Bundesregierung, Christoph Ploß, Funke-Mediengruppe, CDU, Iran, Deutsche Industrie- und Handelskammer (DIHK), Melanie Vogelbach, Deutsches Institut für Wirtschaftsforschung (DIW), Claudia Kemfert.
Wann ist das Ereignis passiert?
Nicht erwähnt
Wo spielt die Handlung des Artikels?
Die Orte, an denen das beschriebene Ereignis stattfindet oder stattfand, sind: Berlin, Straße von Hormus.

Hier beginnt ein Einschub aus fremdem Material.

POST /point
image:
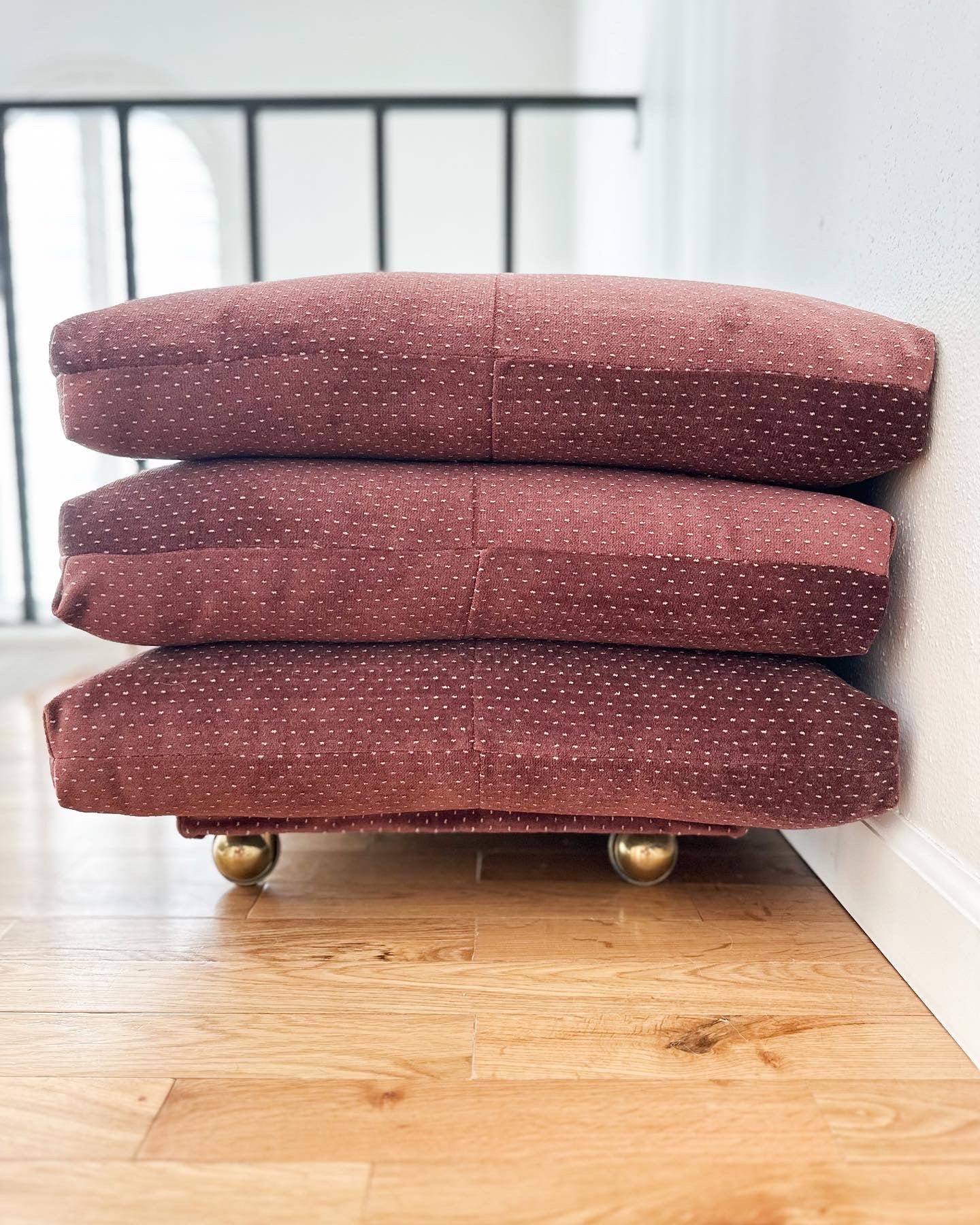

Worum geht es in einem Satz?
Die Bundesregierung warnt vor möglichen Handelsblockaden und betont die Wichtigkeit sicherer Seeverbindungen für Deutschland, insbesondere im Kontext der Drohungen des Iran bezüglich der Straße von Hormus, die entscheidend für die weltweite Energieversorgung ist.
Was war der Auslöser für den Vorfall?
Der Hintergrund des beschriebenen Ereignisses ist die steigende Spannungen zwischen Israel und dem Iran, einhergehend mit der Drohung des Iran, die strategisch wichtige Straße von Hormus zu blockieren. Diese Situation könnte zu Handelsblockaden führen, die insbesondere die deutschen Energieimporte und die maritime Infrastruktur gefährden. Die Bundesregierung und die Industrie warnen vor den wirtschaftlichen Folgen und betonen die Notwendigkeit sicherer Handelswege.
Wie hat die Öffentlichkeit oder Politik reagiert?
Im Artikel reagiert die Bundesregierung besorgt auf mögliche Handelsblockaden aufgrund der Konflikte im Nahen Osten und betont die Notwendigkeit sicherer Handelswege, während die DIHK die Bedeutung der Straße von Hormus für die deutsche Wirtschaft unterstreicht. Energieökonomin Claudia Kemfert fordert zudem ein beschleunigtes Vorgehen bei der Umsetzung der Energiewende, um Deutschlands Abhängigkeit von fossilen Energien zu verringern.
Welche Konsequenzen werden genannt?
Die im Artikel genannten Folgen oder Konsequenzen sind: Handelsblockaden, Versorgung mit Rohstoffen und lebenswichtigen Gütern gefährdet, Abhängigkeit von fossilen Energien, steigende Weltmarktpreise für Öl und Gas, Belastung für Verbraucher und Industrie.
Gibt es bereits eine Stellungnahme?
Ja, im Artikel werden mehrere Stellungnahmen zitiert. Christoph Ploß, der Koordinator der Bundesregierung für Maritime Wirtschaft und Tourismus, betont, dass die maritime Infrastruktur für Deutschland unverzichtbar ist, insbesondere in Krisenzeiten, und dass Handelsblockaden verhindert werden müssen. Melanie Vogelbach von der DIHK hebt hervor, dass die deutsche Wirtschaft auf Energieimporte angewiesen ist und daher von einer möglichen Blockade der Straße von Hormus besonders getroffen wäre.